Alexey · July 26, 2024, 6:52am

You should not compare the size of the text with the size of the binary DB.
Yes, if the DB is malformed, not all data can be dumped. This is just a way how to recover at least something. It doesn’t guarantee, that it could recover everything.

Then likely you are were unlucky and not all data have been dumped to SQL.
There is a second option: re-create this database, then stop the node and try to load the SQL dump. The database will have all needed pieces of the data and likely you can load the remaining data (with warnings, because something may be duplicated), but at least this database will be not malformed and contains at least some TTL data, so less work for the Garbage Collector.

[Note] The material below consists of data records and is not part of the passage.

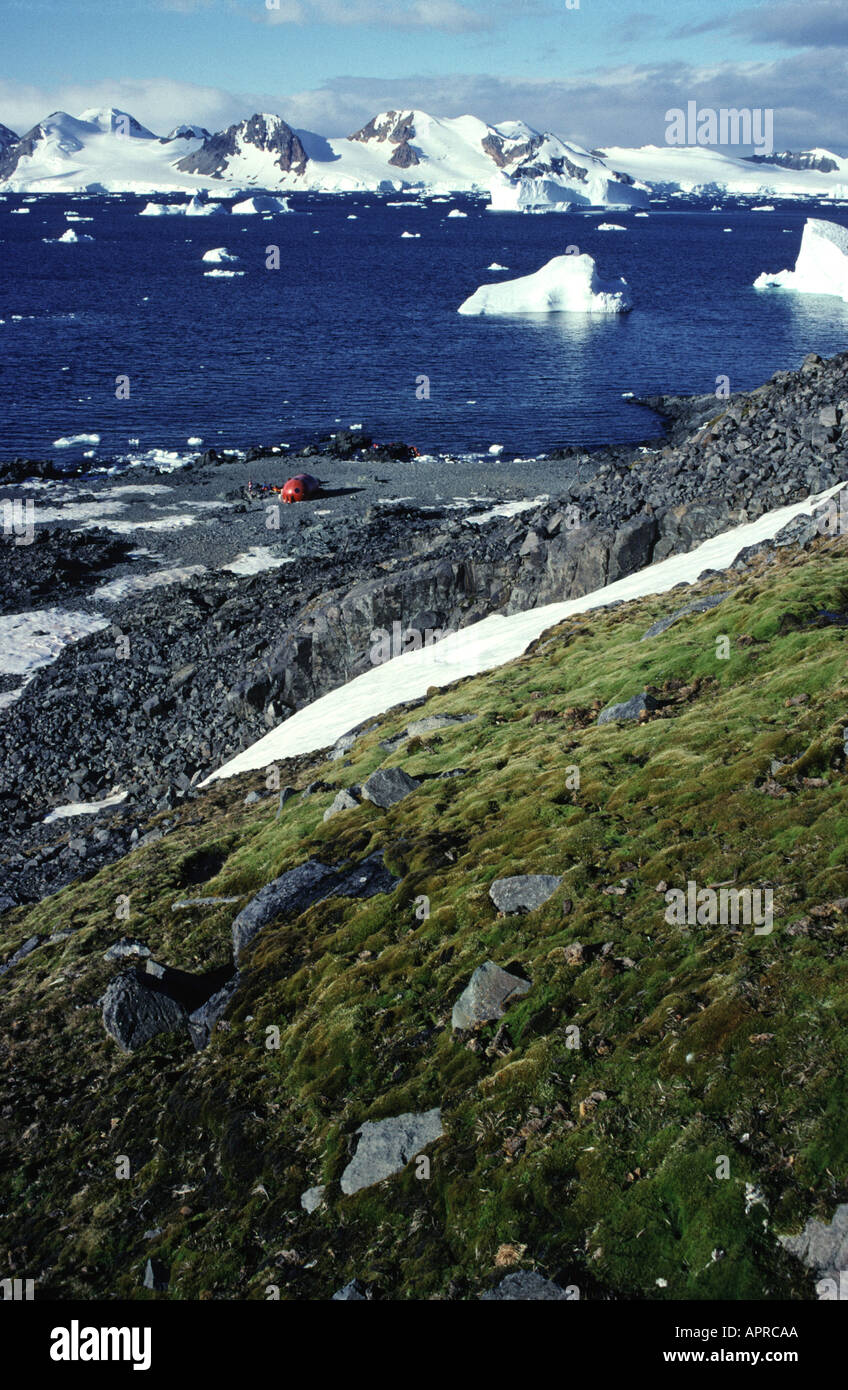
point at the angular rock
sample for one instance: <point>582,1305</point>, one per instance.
<point>310,881</point>
<point>156,1275</point>
<point>385,1147</point>
<point>353,1292</point>
<point>135,1011</point>
<point>342,801</point>
<point>485,995</point>
<point>629,709</point>
<point>523,893</point>
<point>526,1286</point>
<point>124,948</point>
<point>388,786</point>
<point>202,1022</point>
<point>20,954</point>
<point>292,893</point>
<point>822,1247</point>
<point>424,726</point>
<point>697,606</point>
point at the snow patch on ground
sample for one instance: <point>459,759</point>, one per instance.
<point>484,645</point>
<point>84,808</point>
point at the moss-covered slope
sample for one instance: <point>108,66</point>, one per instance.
<point>585,1132</point>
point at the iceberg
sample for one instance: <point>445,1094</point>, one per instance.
<point>566,282</point>
<point>822,266</point>
<point>262,203</point>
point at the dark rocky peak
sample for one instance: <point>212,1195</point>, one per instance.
<point>263,132</point>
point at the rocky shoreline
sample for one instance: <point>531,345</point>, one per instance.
<point>185,676</point>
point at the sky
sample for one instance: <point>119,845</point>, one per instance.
<point>595,71</point>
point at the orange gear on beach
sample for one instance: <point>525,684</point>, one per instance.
<point>300,487</point>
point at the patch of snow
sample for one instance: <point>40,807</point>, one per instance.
<point>116,590</point>
<point>481,647</point>
<point>257,559</point>
<point>84,808</point>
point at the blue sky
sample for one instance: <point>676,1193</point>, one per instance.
<point>604,71</point>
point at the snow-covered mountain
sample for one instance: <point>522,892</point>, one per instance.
<point>713,173</point>
<point>107,150</point>
<point>517,167</point>
<point>103,150</point>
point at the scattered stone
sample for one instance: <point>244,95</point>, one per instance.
<point>523,893</point>
<point>526,1286</point>
<point>630,709</point>
<point>822,1247</point>
<point>156,1275</point>
<point>388,786</point>
<point>353,1292</point>
<point>20,954</point>
<point>135,1011</point>
<point>342,801</point>
<point>124,948</point>
<point>310,881</point>
<point>485,995</point>
<point>424,726</point>
<point>202,1022</point>
<point>697,606</point>
<point>385,1147</point>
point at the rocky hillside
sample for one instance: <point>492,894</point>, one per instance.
<point>426,1025</point>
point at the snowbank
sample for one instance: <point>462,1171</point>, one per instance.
<point>566,282</point>
<point>484,645</point>
<point>822,266</point>
<point>262,203</point>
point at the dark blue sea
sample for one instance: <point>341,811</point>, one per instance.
<point>356,314</point>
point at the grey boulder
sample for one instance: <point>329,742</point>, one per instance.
<point>697,606</point>
<point>352,1292</point>
<point>342,801</point>
<point>629,709</point>
<point>822,1247</point>
<point>388,786</point>
<point>135,1011</point>
<point>526,1286</point>
<point>485,995</point>
<point>310,881</point>
<point>385,1147</point>
<point>523,891</point>
<point>202,1020</point>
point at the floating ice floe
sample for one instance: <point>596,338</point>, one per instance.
<point>262,203</point>
<point>70,238</point>
<point>822,266</point>
<point>68,441</point>
<point>487,644</point>
<point>566,282</point>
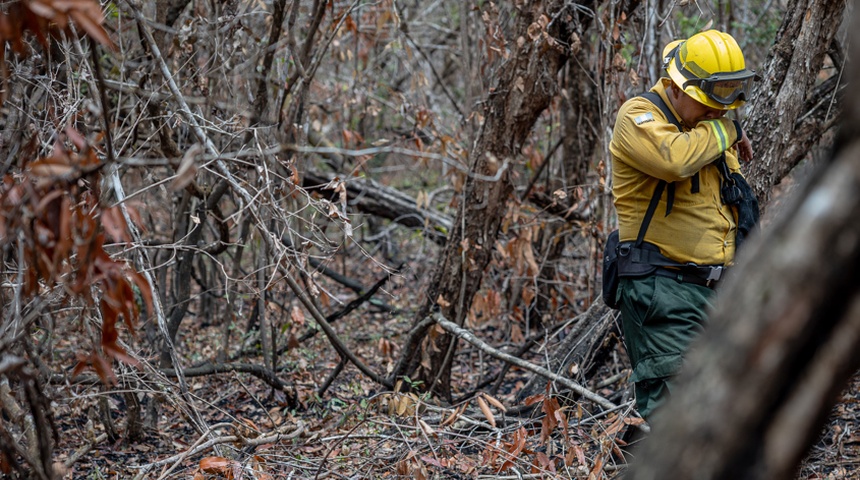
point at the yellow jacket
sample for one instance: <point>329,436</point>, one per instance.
<point>646,148</point>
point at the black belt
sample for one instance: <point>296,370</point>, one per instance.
<point>704,276</point>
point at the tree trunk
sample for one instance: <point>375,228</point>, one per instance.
<point>788,116</point>
<point>526,82</point>
<point>782,341</point>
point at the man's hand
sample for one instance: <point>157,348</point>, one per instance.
<point>744,148</point>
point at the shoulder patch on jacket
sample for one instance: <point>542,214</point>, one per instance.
<point>644,118</point>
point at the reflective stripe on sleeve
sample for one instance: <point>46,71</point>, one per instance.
<point>721,133</point>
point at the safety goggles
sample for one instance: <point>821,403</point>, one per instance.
<point>725,88</point>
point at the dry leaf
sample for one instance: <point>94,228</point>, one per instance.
<point>187,168</point>
<point>494,402</point>
<point>486,410</point>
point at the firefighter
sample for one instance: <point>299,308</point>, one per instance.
<point>675,153</point>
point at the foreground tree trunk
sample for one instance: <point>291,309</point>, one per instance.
<point>782,343</point>
<point>789,116</point>
<point>526,82</point>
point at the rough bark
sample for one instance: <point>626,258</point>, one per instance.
<point>526,82</point>
<point>788,116</point>
<point>781,344</point>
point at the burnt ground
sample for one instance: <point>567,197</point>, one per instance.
<point>355,429</point>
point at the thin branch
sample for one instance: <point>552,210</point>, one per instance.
<point>468,336</point>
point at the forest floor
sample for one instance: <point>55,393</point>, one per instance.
<point>356,430</point>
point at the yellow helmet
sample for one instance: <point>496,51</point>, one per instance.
<point>710,67</point>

gingerbread233 · July 26, 2024, 2:56pm

I tried it again, and the error with the 3 affected lines always appeared, even with no errors regarding opening the file. Just for fun, I tried to cpoy back the “dump_all” instead of the “dump_all_notrans” sql file into the DB, with success. It went through, and my node is running again, no malformed error messaghe anymore. Now I have lots of “unable to delete file” maybe because the database is missing some entries and it tries to delete files which already has been deleted.